You go to the gym to be fit and healthy. However, gyms are breeding grounds for germs that can make you sick and unhealthy.
 
Because so many people handle things such as free weights, weight machines, exercise balls, etc., this equipment is often rife with bugs and viruses that can lead to colds, flu and other infections.
 
Exercise equipment, including exercise mats, can also hold microbes that may cause skin infections, athlete’s foot and even hepatitis A.
 
For example, norovirus, which causes stomach pain, vomiting, and diarrhea, can survive for a month on the surface of exercise machines.
 
There are even cases of MRSA, an antibiotic-resistant bacteria that can lead to dangerous skin infections, being found on gym equipment.
 
That’s not all.
 
Fungi and bacteria — such as E. coli, staph and fecal matter, as well as vaginal yeast — have all been detected at gyms across the country.
 
If that wasn’t bad enough, streptococcus — which causes various illnesses, from strep throat, to pink eye, to meningitis and bacterial pneumonia — can survive on doorknobs and other surfaces, such as sweaty exercise equipment.
 
The simple solution to avoid getting sick is to wash your hands before and after your workout.

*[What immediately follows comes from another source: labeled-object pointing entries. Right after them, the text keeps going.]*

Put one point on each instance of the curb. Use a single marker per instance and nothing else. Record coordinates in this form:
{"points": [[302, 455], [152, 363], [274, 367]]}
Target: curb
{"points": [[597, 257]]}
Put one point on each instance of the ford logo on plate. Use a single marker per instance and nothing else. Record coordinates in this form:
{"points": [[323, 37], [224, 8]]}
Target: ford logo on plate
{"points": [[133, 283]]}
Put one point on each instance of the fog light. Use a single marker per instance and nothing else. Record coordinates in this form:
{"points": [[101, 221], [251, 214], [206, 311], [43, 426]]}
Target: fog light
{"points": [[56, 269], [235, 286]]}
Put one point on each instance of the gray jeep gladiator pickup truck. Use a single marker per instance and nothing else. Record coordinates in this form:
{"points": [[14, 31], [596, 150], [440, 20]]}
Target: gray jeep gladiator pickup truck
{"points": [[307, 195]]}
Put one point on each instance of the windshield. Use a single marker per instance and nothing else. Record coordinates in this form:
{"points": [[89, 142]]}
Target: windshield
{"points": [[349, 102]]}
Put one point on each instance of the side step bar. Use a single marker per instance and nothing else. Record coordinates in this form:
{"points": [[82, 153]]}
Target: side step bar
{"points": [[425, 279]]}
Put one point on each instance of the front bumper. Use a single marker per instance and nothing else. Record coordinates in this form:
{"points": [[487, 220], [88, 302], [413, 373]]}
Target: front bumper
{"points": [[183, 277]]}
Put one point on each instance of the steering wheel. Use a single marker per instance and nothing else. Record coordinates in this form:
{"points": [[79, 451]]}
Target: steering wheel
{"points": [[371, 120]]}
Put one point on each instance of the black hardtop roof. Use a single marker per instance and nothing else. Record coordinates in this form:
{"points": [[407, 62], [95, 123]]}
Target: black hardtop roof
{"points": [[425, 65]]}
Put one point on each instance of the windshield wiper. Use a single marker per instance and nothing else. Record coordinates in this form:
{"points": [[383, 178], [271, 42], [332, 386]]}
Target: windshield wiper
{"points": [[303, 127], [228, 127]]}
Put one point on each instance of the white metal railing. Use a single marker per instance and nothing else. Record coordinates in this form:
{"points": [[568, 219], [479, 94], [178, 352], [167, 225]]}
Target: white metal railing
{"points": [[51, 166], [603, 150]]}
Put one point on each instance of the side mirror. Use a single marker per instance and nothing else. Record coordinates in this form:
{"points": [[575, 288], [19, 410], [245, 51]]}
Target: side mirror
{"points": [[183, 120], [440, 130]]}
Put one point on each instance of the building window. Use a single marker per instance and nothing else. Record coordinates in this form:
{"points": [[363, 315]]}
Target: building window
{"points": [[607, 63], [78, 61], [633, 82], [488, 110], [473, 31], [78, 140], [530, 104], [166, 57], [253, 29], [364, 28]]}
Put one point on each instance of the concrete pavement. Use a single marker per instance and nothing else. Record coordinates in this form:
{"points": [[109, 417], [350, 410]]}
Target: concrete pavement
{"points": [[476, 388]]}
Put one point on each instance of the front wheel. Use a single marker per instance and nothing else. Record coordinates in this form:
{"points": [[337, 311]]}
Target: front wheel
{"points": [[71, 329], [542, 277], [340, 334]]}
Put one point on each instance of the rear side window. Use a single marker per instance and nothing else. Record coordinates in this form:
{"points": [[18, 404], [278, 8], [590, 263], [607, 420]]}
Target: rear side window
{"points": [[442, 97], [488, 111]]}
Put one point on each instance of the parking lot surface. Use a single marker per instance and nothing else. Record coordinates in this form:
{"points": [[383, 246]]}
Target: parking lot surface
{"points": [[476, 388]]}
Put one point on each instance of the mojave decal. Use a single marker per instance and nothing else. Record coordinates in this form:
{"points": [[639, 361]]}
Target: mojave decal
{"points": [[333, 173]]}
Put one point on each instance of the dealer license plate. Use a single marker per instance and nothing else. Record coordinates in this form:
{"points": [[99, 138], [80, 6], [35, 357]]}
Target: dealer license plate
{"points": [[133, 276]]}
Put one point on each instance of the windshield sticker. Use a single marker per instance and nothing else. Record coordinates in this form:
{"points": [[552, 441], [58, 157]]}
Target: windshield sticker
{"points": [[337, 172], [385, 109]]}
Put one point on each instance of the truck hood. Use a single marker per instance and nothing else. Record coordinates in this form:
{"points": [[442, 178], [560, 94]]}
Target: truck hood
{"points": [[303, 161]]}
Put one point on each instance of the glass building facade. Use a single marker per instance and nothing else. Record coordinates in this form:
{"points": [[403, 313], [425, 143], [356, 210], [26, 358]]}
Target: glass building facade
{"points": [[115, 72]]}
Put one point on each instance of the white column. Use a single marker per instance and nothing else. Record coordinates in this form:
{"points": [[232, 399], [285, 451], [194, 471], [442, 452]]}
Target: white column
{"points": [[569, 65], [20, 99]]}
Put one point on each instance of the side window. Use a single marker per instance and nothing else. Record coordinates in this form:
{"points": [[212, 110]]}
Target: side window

Touching your eyes, nose or mouth with unwashed hands at the gym, or after leaving, is a surefire way to invite sickness.
 
Just touching your steering wheel with unwashed hands after leaving the gym can transfer bacteria that may survive there for weeks, increasing your chances for infection even when you haven’t recently been to the gym.
 
If you shower at the gym, always wear flip-flops to avoid athletes’ foot (a foot fungus caused by candida) and plantar warts, which are caused by the HP virus.
 
The key is not to be paranoid and to avoid the gym, but to instead be aware and cautious. Thoroughly washing your hands is a very simple, preventative measure. Just do it.